Does the H&R Block Cloud Have a Silver Lining?

H&R Block (ticker: HRB) has fallen on hard times. Customers are due some $62.5 million dollars after settling a class action law suit against the largest tax preparer in the U.S.

It seems that Block was accused of violating consumer protection laws. The company offered fast money, called "Rapid Refunds," to customers expecting tax refunds. However, they were actually loans repaid by those refunds that charged interest rates of between 29 percent and 750 percent.

Not only that, the company recently revised its second quarter financial results to include bigger than previously reported losses related to Hurricanes Katrina and Rita.

So, for H&R Block, if it wasn't for bad news there would be no news at all. But what looks bad on the surface can spell opportunity for investors.

The truth of the matter is that H&R Block is a very good business that investors can purchase at a bargain price. We know it's a good business because it's earning a high rate of return on its own money. In what I think is sure to be the investment book of the year -- The Little Book That Beats The Market by Joel Greenblatt -- Greenblatt recognizes a good business by its return on capital. He takes earnings before interest and taxes (EBIT), and divides it by its net working capital plus its net fixed assets.

To determine H&R Block's return on capital, we would first determine its EBIT for the past four quarters -- about $1.04 billion. Then we would divide that figure by net working capital plus net fixed assets -- call it $1.2 billion. We get a return on capital of about 87%.

Forget the law suit. That's over and done with. Forget the hurricanes. The damage to Block caused by them is already done. Would you be interested in owning a partial interest in a business that gets a return on its own money of 87%? I would certainly think so.

Also, being in the tax preparation business, Block is a very seasonal business. It earns most of its money in the first quarter of the year -- the quarter we're about to enter.

After we find a good business, the next question is can we buy partial interest in this business at a bargain price? To determine that, Greenblatt uses earnings yield -- EBIT divided by enterprise value (market capitalization minus cash, plus debt). As a back-of-the-napkin calculation, let's call it 12%.

In other words, the company has returned economic profits on their shares of 12%. Compare that with the rate that an investor could get on a 10-year Treasury note of about 4.3% and H&R Block looks like it's being offered at a bargain price.

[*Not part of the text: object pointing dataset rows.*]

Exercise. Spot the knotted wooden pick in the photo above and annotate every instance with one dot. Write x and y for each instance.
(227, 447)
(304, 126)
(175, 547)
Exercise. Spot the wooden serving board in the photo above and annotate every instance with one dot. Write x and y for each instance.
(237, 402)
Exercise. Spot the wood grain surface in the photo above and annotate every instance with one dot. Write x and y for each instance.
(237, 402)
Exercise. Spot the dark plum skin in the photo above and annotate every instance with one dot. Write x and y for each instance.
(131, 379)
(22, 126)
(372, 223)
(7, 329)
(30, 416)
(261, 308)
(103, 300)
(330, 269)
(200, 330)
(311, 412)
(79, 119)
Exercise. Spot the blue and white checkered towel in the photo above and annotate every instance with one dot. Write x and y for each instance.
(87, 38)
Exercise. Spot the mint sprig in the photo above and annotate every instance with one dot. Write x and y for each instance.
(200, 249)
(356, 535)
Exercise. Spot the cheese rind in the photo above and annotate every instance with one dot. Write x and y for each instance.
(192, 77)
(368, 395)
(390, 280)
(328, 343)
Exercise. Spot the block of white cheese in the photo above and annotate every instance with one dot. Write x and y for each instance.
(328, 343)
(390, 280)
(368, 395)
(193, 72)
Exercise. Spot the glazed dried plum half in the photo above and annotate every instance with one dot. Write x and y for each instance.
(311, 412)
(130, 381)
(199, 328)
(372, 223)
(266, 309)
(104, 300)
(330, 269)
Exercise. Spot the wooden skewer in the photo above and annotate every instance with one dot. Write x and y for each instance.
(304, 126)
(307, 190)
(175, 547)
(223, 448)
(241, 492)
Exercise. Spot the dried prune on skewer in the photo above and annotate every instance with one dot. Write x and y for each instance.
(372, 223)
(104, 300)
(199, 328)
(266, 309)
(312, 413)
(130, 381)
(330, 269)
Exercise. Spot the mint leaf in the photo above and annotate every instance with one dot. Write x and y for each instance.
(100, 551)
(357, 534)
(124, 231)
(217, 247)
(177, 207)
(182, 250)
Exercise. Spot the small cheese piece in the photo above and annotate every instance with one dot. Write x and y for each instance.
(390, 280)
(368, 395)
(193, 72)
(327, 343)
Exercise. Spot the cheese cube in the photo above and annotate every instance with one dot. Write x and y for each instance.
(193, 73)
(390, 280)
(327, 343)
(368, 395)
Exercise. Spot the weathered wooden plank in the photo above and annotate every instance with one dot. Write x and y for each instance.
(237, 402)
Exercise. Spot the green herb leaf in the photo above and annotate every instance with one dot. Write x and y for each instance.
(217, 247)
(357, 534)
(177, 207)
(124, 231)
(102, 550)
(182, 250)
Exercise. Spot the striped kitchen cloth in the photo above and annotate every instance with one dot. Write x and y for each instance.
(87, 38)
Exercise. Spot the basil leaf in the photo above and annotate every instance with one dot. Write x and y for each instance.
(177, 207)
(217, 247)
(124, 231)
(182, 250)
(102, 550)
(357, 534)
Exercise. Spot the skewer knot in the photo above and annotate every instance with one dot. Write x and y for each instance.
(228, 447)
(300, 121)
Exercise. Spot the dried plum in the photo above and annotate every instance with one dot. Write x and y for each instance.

Of course, there are no guarantees and there are risks. If you want no risk, take the 4.3% that you can get on a Treasury note and hold it for ten years. Also, this article should certainly not be construed as investment advice. It is simply an illustration of how great investors like Joel Greenblatt get great returns (Greenblatt is the managing partner of Gotham Capital with average annualized returns of 40% for over twenty years).

They buy shares of good businesses when they can buy them cheap. Despite its recent troubles, H&R Block certainly seems to qualify as such an investment.